By Dan Shaw, Evansville Courier & Press

The employees of the Evansville Courier Co., are taking pay cuts to help the newspaper company weather the current recession.

On March 9, the pay of salaried employees will drop by 5 percent. That of most hourly employees will fall by 3 percent.

Starting in April, the Evansville Courier Co., will no longer match employee contributions to a 401(k) retirement program. The company said it hopes to reinstate the match as soon as the economy improves.

Finally, the Evansville Courier Co., said it would freeze its pension plan. Employees who are close to retiring will be able to obtain a transition benefit, which the company planned to explain in greater detail at a later date.

Jack Pate, the publisher of Evansville Courier & Press, said the decisions were largely a result of the rising cost of newsprint paper and a decline in revenues from advertising.

"Our problem is not the eyeballs we reach," Pate said. "We have a lot of demand for our product, both in print and online."

Along with the Courier & Press, the Courier Company runs The Gleaner, The Union County Advocate, Audubon Printing and other businesses. All of them are owned by the E.W. Scripps Co., which was making similar cuts at its other properties.

Printing and distributing a newspaper requires the work of many people and thus is an expensive enterprise, Pate said. He noted that a first-class stamp now costs 42 cents, an amount that will rise to 44 cents come May 11.

"And we charge less than 50 cents for home-delivery of our product," Pate said. "It's very expensive to have something like that delivered to the door."

The announcement Wednesday concerned the company's latest attempts to lower its costs. In November, the Evansville Courier Co., said it would lay off 32 employees. Those reductions came not long after the company had moved the printing of The Gleaner to Evansville and cut positions in Henderson, Ky. as a result. The two rounds of layoffs reduced the Evansville Courier Company's workforce by about 70, leaving about 335 full-time employees.

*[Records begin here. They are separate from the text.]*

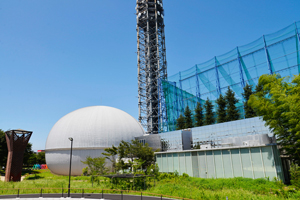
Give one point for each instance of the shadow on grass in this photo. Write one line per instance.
(34, 177)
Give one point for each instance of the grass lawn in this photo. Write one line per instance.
(180, 186)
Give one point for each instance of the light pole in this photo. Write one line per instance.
(71, 139)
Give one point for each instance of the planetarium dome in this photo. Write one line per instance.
(93, 129)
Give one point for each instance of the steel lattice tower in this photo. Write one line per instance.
(152, 65)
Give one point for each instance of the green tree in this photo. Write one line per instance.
(249, 112)
(3, 149)
(278, 102)
(129, 152)
(209, 114)
(188, 118)
(111, 156)
(199, 117)
(28, 154)
(221, 109)
(232, 110)
(40, 158)
(95, 166)
(180, 122)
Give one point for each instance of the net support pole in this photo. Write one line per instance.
(240, 68)
(217, 77)
(297, 49)
(181, 94)
(267, 55)
(176, 103)
(198, 94)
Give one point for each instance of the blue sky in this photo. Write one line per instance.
(57, 56)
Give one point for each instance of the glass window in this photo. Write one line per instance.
(188, 164)
(170, 163)
(195, 165)
(202, 164)
(218, 164)
(246, 162)
(236, 163)
(181, 164)
(268, 162)
(210, 165)
(257, 163)
(227, 164)
(158, 160)
(165, 163)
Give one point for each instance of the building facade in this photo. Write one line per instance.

In January, Scripps executives and senior managers all took pay cuts, lowering their salaries by between 5 percent and 15 percent.

Pate said most newspapers companies have taken similar steps in recent times. Gannett Co., the largest U.S. publisher of newspapers, has ordered employees to take a week off work without pay during the first quarter of the year. McClatchy Co., another large newspaper chain, said it will reduce its budget by between $100 million and $110 million this year, after reporting an operating loss of $20.4 million in the fourth quarter of 2008.

E.W. Scripps announced its latest measures a day before it is scheduled to announce its fourth-quarter earnings. For the third quarter of 2008, the company reported a loss of $16.8 million, or 31 cents a basic share. That was down from the profit of $88.4 million, or $1.63 a basic share, the company had seen in the same period a year ago.

E.W. Scripps' newspaper division reported a profit of $14 million for the third quarter of 2008. That was down from the profit of $32.7 seen in the same period of 2007.